The product “won’t be perfect from day 1,” says Donna Claire, chair of the risk management and financial soundness committee at the American Academy of Actuaries, Washington. “There might be some unexpected bumps.”

But the committee is still on track to complete the principles-based update by the end of the year, Claire says.

Claire is seeing strong interest in the project: she says an academy conference call on the project recently drew more than 1,000 participants.

Although the committee now is focusing on life insurance products, the next phase of the project will cover health insurance, says Claire, who is a life actuary with Claire Thinking Inc., Fort Salonga, N.Y.

Getting governance elements in the proposal, including a peer review system for actuaries, into better shape will be an important step, Claire says.

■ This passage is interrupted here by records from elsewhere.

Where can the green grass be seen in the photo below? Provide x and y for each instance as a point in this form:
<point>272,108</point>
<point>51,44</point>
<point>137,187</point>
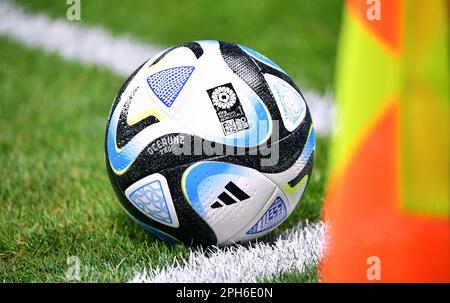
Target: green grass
<point>300,35</point>
<point>55,197</point>
<point>56,200</point>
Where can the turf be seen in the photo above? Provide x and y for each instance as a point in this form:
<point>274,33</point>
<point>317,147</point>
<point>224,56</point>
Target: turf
<point>55,198</point>
<point>299,35</point>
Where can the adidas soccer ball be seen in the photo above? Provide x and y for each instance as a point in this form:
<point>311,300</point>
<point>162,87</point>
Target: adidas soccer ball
<point>209,142</point>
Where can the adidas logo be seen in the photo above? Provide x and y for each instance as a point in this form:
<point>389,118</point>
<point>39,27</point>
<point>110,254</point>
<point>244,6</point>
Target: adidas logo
<point>227,199</point>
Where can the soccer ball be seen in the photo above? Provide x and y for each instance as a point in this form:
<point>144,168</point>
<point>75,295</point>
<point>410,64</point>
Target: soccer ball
<point>209,143</point>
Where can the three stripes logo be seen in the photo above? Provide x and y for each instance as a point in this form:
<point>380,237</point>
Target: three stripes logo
<point>227,199</point>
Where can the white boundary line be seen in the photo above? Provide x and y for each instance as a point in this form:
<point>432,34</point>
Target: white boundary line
<point>294,249</point>
<point>121,54</point>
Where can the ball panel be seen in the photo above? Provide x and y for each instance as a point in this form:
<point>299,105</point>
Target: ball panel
<point>168,104</point>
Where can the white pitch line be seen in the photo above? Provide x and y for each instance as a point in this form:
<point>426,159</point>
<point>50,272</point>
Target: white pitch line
<point>295,249</point>
<point>121,54</point>
<point>72,41</point>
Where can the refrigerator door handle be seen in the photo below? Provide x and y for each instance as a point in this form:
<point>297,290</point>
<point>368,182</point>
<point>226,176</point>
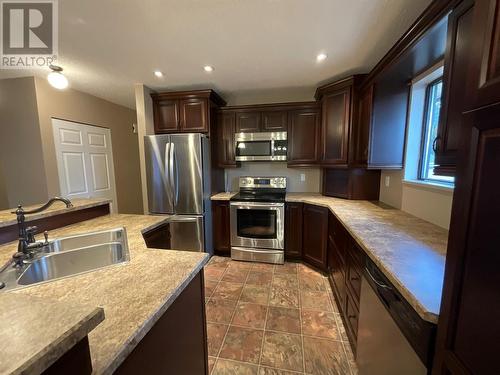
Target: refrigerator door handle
<point>176,181</point>
<point>171,171</point>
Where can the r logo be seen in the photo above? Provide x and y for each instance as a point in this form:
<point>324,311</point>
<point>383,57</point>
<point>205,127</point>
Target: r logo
<point>28,28</point>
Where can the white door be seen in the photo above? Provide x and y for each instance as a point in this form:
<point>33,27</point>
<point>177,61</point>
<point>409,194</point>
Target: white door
<point>84,160</point>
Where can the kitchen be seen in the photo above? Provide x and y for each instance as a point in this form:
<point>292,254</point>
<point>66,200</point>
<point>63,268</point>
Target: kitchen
<point>329,219</point>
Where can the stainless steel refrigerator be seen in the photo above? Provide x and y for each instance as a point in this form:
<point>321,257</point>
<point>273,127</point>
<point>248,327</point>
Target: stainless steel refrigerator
<point>178,180</point>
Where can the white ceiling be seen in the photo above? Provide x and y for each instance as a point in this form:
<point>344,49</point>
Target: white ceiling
<point>265,47</point>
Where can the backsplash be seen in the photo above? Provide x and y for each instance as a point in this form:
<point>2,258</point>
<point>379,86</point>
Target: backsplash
<point>312,183</point>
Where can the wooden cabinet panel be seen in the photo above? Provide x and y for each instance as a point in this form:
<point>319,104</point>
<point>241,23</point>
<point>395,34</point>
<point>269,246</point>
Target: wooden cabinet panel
<point>194,115</point>
<point>483,81</point>
<point>293,230</point>
<point>335,127</point>
<point>274,121</point>
<point>454,86</point>
<point>225,140</point>
<point>314,236</point>
<point>166,115</point>
<point>221,227</point>
<point>248,121</point>
<point>303,137</point>
<point>359,154</point>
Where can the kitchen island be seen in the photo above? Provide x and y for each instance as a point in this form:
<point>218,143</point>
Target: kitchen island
<point>136,295</point>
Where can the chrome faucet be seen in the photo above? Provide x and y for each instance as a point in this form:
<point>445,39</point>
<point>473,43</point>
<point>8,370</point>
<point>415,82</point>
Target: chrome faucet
<point>27,242</point>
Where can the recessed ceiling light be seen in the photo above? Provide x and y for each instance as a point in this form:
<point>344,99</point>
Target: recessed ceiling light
<point>56,78</point>
<point>321,57</point>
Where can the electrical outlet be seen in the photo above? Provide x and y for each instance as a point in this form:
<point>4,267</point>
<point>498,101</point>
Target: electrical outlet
<point>387,181</point>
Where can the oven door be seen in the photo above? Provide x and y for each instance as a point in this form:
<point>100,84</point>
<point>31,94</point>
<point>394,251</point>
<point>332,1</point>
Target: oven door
<point>257,225</point>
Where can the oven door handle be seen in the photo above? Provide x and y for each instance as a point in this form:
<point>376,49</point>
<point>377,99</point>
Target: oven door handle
<point>250,205</point>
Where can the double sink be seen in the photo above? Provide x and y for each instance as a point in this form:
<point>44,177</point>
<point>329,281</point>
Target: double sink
<point>68,256</point>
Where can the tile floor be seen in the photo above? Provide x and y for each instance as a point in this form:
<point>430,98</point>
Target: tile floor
<point>273,320</point>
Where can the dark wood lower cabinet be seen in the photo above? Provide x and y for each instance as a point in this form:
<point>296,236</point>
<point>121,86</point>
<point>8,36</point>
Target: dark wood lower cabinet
<point>76,361</point>
<point>177,343</point>
<point>314,235</point>
<point>293,230</point>
<point>221,227</point>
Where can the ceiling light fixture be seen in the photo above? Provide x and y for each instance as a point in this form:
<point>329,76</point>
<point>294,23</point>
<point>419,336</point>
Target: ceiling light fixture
<point>321,57</point>
<point>56,78</point>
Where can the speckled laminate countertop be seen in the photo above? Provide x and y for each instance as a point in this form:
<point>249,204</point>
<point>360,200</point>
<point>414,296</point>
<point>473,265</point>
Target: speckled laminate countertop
<point>35,332</point>
<point>223,196</point>
<point>409,251</point>
<point>8,218</point>
<point>134,295</point>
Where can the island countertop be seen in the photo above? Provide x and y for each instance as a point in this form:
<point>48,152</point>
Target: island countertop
<point>410,251</point>
<point>134,295</point>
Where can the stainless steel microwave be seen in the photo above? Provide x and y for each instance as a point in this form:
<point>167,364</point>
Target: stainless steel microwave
<point>266,146</point>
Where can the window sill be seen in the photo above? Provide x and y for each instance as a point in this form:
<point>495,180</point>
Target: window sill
<point>429,185</point>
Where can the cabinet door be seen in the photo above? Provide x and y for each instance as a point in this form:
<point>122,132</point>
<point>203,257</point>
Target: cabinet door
<point>247,122</point>
<point>314,236</point>
<point>483,80</point>
<point>166,115</point>
<point>225,139</point>
<point>362,128</point>
<point>221,225</point>
<point>194,115</point>
<point>274,121</point>
<point>303,137</point>
<point>293,230</point>
<point>454,86</point>
<point>335,127</point>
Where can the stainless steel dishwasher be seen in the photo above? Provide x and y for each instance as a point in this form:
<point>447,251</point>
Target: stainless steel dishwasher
<point>382,348</point>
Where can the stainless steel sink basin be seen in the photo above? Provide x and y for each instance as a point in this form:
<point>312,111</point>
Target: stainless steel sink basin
<point>69,256</point>
<point>72,262</point>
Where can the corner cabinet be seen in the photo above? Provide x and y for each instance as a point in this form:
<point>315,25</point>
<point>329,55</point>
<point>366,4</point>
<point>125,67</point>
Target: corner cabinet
<point>184,111</point>
<point>454,86</point>
<point>303,137</point>
<point>314,235</point>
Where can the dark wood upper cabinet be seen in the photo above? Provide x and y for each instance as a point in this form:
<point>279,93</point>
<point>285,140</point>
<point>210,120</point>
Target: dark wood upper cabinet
<point>335,126</point>
<point>184,111</point>
<point>315,235</point>
<point>293,230</point>
<point>458,45</point>
<point>274,120</point>
<point>225,139</point>
<point>221,227</point>
<point>166,115</point>
<point>468,328</point>
<point>483,83</point>
<point>303,137</point>
<point>194,115</point>
<point>248,121</point>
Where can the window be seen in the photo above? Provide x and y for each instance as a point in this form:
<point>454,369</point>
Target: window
<point>429,133</point>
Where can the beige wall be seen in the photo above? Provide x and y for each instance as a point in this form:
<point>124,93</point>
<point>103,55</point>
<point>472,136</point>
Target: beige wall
<point>426,202</point>
<point>21,152</point>
<point>311,184</point>
<point>77,106</point>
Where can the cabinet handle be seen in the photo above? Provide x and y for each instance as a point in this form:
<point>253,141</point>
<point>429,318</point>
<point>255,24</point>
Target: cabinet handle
<point>434,143</point>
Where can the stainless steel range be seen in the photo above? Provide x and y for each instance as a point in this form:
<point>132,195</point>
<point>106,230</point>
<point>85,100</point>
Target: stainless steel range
<point>258,220</point>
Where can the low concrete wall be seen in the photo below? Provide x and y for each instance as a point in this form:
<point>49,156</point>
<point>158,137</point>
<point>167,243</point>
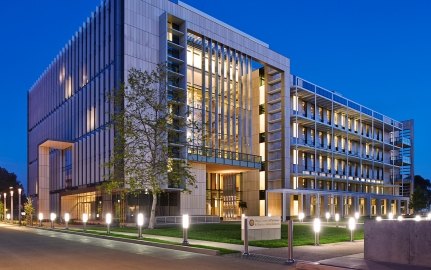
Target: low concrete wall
<point>404,242</point>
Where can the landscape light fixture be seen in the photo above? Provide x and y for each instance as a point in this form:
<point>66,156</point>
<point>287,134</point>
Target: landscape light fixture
<point>301,216</point>
<point>40,217</point>
<point>328,216</point>
<point>352,227</point>
<point>84,220</point>
<point>140,223</point>
<point>67,219</point>
<point>108,220</point>
<point>186,224</point>
<point>337,218</point>
<point>316,228</point>
<point>52,217</point>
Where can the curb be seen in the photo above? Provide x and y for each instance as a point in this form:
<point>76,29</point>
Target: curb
<point>137,241</point>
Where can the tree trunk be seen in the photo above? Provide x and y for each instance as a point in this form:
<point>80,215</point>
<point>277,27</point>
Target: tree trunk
<point>153,213</point>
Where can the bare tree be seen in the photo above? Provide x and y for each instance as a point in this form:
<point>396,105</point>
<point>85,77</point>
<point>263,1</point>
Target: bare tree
<point>144,120</point>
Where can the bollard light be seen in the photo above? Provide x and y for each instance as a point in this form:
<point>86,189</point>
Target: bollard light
<point>328,216</point>
<point>316,228</point>
<point>186,223</point>
<point>140,223</point>
<point>301,216</point>
<point>52,217</point>
<point>108,220</point>
<point>40,217</point>
<point>67,219</point>
<point>352,227</point>
<point>84,220</point>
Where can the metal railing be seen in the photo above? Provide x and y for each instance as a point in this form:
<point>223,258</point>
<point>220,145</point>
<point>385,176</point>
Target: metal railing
<point>171,220</point>
<point>217,153</point>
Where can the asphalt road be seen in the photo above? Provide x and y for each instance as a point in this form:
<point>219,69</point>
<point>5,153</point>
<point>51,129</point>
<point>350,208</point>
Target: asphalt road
<point>26,248</point>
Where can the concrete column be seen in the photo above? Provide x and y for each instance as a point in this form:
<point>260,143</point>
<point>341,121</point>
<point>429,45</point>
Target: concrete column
<point>378,206</point>
<point>43,182</point>
<point>341,205</point>
<point>326,207</point>
<point>368,207</point>
<point>388,206</point>
<point>355,202</point>
<point>398,207</point>
<point>307,207</point>
<point>107,203</point>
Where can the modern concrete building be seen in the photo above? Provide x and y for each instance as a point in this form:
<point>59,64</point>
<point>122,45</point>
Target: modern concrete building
<point>272,140</point>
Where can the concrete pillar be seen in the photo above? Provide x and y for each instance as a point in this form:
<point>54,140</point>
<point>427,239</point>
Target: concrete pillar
<point>378,206</point>
<point>341,205</point>
<point>43,181</point>
<point>368,203</point>
<point>326,207</point>
<point>398,207</point>
<point>388,206</point>
<point>307,208</point>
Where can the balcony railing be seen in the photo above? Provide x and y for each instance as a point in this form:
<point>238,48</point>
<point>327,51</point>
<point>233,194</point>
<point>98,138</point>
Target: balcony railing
<point>211,155</point>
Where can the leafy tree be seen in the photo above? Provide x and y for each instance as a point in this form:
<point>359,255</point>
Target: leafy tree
<point>29,211</point>
<point>421,196</point>
<point>143,120</point>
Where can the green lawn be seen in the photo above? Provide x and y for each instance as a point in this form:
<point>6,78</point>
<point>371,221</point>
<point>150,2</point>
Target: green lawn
<point>231,233</point>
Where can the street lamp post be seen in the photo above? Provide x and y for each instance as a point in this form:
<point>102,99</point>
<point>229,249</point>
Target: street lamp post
<point>19,205</point>
<point>11,206</point>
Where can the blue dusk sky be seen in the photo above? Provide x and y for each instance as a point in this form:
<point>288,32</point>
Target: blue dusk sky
<point>376,53</point>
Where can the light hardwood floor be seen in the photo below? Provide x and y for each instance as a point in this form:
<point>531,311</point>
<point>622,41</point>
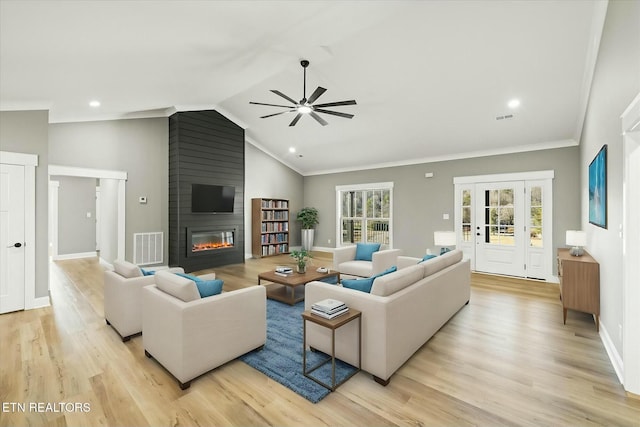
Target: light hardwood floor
<point>505,359</point>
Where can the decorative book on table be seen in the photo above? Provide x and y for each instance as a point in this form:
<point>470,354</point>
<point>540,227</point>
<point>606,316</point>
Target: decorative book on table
<point>284,270</point>
<point>329,308</point>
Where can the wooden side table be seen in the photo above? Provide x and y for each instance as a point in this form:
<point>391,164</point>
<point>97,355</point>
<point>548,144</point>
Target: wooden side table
<point>332,324</point>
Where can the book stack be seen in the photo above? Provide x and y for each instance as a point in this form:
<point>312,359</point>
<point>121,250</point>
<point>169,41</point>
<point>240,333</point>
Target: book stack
<point>329,308</point>
<point>284,271</point>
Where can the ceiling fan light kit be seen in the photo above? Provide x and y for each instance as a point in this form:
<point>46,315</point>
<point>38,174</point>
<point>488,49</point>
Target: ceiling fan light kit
<point>305,106</point>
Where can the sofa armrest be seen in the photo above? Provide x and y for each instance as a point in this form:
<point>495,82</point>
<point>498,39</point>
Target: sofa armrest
<point>382,260</point>
<point>122,299</point>
<point>344,254</point>
<point>406,261</point>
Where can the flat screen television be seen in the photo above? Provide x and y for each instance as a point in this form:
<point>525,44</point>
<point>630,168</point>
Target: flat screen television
<point>212,198</point>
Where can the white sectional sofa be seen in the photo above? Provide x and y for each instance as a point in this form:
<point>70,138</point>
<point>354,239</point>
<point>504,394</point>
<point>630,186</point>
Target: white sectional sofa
<point>404,309</point>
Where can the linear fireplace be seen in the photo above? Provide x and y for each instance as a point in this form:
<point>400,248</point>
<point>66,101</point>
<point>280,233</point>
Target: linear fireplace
<point>201,242</point>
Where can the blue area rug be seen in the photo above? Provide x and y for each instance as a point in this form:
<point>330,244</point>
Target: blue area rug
<point>281,357</point>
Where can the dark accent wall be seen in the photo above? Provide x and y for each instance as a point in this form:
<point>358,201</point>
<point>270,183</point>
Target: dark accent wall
<point>204,148</point>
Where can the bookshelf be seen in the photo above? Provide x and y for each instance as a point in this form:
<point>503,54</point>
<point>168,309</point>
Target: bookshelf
<point>269,227</point>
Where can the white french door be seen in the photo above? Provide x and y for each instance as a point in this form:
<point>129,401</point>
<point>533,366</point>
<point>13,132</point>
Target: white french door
<point>503,223</point>
<point>499,228</point>
<point>12,238</point>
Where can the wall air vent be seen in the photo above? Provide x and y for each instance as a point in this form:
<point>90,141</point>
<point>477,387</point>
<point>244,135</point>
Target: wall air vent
<point>507,116</point>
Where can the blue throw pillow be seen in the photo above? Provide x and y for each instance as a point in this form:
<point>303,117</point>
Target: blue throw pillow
<point>208,288</point>
<point>427,257</point>
<point>189,276</point>
<point>364,251</point>
<point>387,271</point>
<point>363,285</point>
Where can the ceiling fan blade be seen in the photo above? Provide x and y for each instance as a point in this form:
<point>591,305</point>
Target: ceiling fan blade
<point>276,114</point>
<point>269,105</point>
<point>337,104</point>
<point>319,119</point>
<point>295,119</point>
<point>335,113</point>
<point>316,94</point>
<point>277,92</point>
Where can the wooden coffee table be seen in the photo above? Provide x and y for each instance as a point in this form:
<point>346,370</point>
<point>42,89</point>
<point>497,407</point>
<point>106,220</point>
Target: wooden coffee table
<point>290,289</point>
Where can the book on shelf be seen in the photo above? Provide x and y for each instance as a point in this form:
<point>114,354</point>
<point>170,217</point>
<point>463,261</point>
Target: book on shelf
<point>330,316</point>
<point>329,306</point>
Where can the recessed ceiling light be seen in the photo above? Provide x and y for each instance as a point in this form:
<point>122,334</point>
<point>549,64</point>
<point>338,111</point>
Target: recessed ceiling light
<point>514,103</point>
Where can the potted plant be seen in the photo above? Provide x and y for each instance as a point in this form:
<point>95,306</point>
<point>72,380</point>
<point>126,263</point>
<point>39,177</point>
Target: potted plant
<point>301,257</point>
<point>309,219</point>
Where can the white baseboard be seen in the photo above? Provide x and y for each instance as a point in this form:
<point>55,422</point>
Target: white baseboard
<point>614,356</point>
<point>75,256</point>
<point>106,264</point>
<point>37,303</point>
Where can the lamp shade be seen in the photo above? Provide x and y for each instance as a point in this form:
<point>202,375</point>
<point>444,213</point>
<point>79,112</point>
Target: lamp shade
<point>444,238</point>
<point>576,238</point>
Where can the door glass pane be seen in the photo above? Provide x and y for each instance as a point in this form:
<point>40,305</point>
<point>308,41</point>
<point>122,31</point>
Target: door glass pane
<point>535,223</point>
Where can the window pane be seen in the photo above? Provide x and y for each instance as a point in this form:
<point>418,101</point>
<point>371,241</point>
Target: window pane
<point>351,231</point>
<point>386,203</point>
<point>378,232</point>
<point>466,232</point>
<point>506,197</point>
<point>506,217</point>
<point>536,216</point>
<point>466,198</point>
<point>535,237</point>
<point>466,215</point>
<point>536,196</point>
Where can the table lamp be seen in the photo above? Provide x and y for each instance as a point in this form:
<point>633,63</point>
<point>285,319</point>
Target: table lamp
<point>445,239</point>
<point>576,239</point>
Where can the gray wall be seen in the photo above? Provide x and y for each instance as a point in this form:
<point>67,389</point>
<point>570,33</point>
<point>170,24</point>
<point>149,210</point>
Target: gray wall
<point>27,132</point>
<point>268,178</point>
<point>108,219</point>
<point>139,147</point>
<point>616,82</point>
<point>419,202</point>
<point>76,198</point>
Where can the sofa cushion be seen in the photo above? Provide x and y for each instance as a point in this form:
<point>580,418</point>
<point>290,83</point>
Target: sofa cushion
<point>364,251</point>
<point>356,268</point>
<point>176,286</point>
<point>126,269</point>
<point>443,261</point>
<point>208,288</point>
<point>390,283</point>
<point>363,285</point>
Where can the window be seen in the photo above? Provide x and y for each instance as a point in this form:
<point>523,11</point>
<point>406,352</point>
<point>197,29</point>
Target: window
<point>466,215</point>
<point>535,226</point>
<point>365,213</point>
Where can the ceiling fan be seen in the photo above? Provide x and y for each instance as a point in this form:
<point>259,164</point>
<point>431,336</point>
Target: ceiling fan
<point>305,106</point>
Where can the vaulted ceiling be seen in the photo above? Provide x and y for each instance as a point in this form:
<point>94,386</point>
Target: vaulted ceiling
<point>432,79</point>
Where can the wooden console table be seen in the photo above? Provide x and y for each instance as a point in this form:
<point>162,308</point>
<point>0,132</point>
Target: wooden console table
<point>579,284</point>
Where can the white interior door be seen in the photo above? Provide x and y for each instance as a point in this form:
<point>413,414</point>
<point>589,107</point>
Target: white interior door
<point>499,228</point>
<point>12,238</point>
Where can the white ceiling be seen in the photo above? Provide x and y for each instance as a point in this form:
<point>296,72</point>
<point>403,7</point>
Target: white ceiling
<point>429,77</point>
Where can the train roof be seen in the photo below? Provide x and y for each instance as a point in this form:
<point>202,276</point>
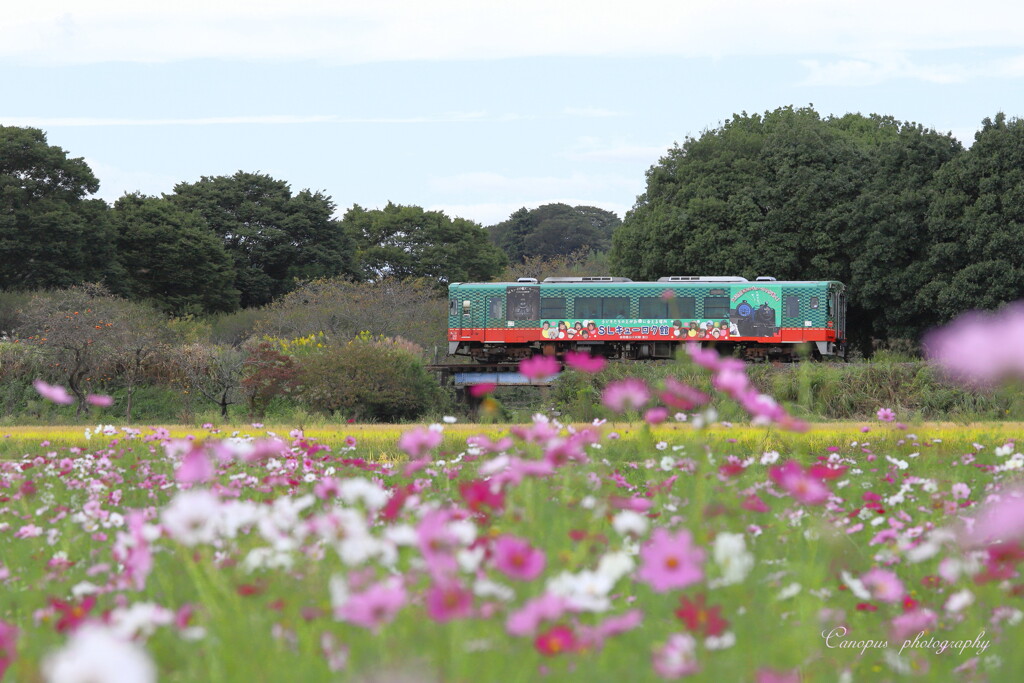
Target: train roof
<point>672,280</point>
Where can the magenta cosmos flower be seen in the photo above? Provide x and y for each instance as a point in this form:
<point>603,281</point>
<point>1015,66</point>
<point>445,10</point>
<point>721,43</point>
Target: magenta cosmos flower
<point>671,560</point>
<point>626,394</point>
<point>375,606</point>
<point>884,585</point>
<point>517,559</point>
<point>800,483</point>
<point>965,349</point>
<point>53,392</point>
<point>448,599</point>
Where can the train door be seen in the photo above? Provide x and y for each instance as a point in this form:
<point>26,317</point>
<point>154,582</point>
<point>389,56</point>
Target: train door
<point>468,317</point>
<point>494,322</point>
<point>522,304</point>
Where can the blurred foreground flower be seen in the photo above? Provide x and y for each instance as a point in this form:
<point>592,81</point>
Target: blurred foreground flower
<point>94,653</point>
<point>967,349</point>
<point>53,392</point>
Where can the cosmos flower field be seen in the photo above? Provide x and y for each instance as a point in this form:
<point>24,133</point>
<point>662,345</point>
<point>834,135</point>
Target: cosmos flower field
<point>657,548</point>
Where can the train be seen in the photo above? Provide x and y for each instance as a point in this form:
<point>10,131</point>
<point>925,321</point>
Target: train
<point>616,317</point>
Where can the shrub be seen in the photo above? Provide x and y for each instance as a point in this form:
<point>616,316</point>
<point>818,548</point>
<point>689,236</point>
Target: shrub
<point>370,378</point>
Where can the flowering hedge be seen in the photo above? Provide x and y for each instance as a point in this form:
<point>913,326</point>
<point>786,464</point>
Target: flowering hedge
<point>552,552</point>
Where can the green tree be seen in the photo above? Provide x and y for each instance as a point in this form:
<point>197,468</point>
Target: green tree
<point>373,378</point>
<point>976,225</point>
<point>85,334</point>
<point>338,308</point>
<point>171,258</point>
<point>554,229</point>
<point>272,237</point>
<point>798,197</point>
<point>50,233</point>
<point>406,242</point>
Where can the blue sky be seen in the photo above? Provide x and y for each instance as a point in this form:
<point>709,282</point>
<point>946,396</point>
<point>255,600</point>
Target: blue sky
<point>475,108</point>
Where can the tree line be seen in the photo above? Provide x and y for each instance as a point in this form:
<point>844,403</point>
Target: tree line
<point>918,226</point>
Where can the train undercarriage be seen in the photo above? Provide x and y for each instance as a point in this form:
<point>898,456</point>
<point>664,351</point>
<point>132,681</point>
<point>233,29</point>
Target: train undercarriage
<point>649,350</point>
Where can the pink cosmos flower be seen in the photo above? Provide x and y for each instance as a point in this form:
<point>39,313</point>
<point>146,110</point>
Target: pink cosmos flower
<point>195,468</point>
<point>655,416</point>
<point>965,350</point>
<point>671,560</point>
<point>526,620</point>
<point>556,640</point>
<point>8,646</point>
<point>375,606</point>
<point>481,389</point>
<point>884,585</point>
<point>626,394</point>
<point>911,623</point>
<point>437,542</point>
<point>773,676</point>
<point>53,392</point>
<point>802,485</point>
<point>998,521</point>
<point>584,361</point>
<point>539,367</point>
<point>417,442</point>
<point>677,657</point>
<point>448,599</point>
<point>517,559</point>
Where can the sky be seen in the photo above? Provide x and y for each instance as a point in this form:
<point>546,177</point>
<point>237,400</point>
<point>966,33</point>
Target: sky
<point>476,108</point>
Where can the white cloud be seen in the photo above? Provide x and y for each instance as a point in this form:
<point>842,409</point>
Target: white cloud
<point>532,186</point>
<point>355,31</point>
<point>593,150</point>
<point>58,122</point>
<point>871,71</point>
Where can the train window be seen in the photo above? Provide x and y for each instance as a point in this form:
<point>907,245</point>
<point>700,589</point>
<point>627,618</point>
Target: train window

Regulators at the National Association of Insurance Commissioners, Kansas City, Mo., recently objected when the American Council of Life Insurers, Washington, tried to include lapse-supported formulas in a temporary reserving formula for universal life insurance policies with secondary guarantees.

One concern is prior weaknesses with lapse projections, Claire says.

In the long term care insurance market, for example, insurers have expected lapse rates of about 5%, but the actual lapse rates have been only about 1%, Claire says.

But Claire says she thinks regulators might be more comfortable with the idea of use of lapse-supported formulas if a good peer review process were in place.